Methods: Over a 37-month period beginning in December 2019, community partners in Bakersfield engaged in naloxone distribution efforts and completed an associated naloxone distribution program form for each recipient (n = 1,054) in selected zip codes. A local integrated street medicine began distributing naloxone to unsheltered people who were experiencing homelessness during rounds beginning May 2021. Using an interrupted time series design, we compared the number of naloxone kits distributed, the number of reported OD reversals, and fatal and nonfatal opioid ODs in the selected zip codes pre- and post-implementation of the integrated street medicine team’s naloxone training and distribution efforts.

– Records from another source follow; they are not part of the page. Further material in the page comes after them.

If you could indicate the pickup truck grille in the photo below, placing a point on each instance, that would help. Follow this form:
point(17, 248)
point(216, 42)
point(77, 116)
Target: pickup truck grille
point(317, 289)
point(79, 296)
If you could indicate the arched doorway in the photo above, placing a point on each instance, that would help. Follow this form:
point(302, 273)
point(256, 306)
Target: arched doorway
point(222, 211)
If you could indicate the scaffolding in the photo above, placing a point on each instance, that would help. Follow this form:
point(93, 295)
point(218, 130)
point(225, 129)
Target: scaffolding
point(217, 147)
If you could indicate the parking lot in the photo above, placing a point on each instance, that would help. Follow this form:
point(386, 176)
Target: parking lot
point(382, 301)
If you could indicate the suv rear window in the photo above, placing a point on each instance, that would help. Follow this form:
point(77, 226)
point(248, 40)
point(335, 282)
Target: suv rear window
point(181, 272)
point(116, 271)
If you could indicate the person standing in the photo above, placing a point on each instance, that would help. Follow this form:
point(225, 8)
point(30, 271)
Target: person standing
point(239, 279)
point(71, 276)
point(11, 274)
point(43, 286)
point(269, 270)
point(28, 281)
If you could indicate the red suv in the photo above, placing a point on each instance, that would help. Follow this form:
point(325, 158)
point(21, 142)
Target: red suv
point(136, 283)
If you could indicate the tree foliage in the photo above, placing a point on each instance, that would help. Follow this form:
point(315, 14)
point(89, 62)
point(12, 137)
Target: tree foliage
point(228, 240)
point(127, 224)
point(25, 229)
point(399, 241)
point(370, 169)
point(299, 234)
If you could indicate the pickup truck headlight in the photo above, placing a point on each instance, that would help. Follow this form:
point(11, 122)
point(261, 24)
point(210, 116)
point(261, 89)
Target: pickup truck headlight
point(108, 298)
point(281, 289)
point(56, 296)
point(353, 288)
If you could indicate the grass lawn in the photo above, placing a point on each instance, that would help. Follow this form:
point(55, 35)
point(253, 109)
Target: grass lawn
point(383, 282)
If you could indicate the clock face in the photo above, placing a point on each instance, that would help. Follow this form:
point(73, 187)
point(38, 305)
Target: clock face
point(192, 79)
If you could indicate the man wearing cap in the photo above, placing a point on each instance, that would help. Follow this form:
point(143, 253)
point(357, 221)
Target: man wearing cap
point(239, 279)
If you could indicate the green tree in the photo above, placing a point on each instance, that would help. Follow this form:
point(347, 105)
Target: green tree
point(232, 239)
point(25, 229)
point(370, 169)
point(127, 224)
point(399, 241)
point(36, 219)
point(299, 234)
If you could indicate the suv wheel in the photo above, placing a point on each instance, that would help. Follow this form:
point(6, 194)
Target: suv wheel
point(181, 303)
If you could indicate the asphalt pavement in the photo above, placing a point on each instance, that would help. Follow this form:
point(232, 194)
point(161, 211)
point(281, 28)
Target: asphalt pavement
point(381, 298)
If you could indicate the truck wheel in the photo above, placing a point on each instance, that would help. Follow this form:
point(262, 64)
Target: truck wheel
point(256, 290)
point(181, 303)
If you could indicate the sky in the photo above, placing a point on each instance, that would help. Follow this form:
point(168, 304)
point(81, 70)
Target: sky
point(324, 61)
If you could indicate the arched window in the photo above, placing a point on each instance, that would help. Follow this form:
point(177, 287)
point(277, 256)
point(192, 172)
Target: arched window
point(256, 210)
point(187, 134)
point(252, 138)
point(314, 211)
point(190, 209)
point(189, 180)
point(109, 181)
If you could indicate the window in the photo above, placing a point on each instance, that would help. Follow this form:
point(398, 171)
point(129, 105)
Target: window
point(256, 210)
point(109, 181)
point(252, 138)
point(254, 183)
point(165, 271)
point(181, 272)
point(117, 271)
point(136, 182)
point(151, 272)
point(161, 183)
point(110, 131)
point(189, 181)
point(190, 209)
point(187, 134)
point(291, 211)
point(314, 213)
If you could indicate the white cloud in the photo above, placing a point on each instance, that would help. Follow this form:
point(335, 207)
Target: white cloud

Results: The integrated street medicine team’s naloxone distribution efforts were associated with a significant 10.44% reduction (95% CI – 19.96 to – 0.91, p = 0.023) in fatal opioid OD deaths. However, there was not a significant effect on the total number of naloxone kits distributed, reported total opioid OD (fatal and nonfatal), and reported successful opioid OD reversals by laypersons.
Conclusions: As street medicine teams establish trust and rapport with unsheltered people who are experiencing homelessness, they are able to provide lifesaving training and access to naloxone among a medically underserved population with a high likelihood of witnessing or experiencing an OD event. Naloxone distribution efforts embedded in integrated street medicine teams stand to increase naloxone saturation, enhance health equity, and decrease fatal opioid ODs among people who are unhoused. The integration of social workers into street medicine teams warrants further attention and research.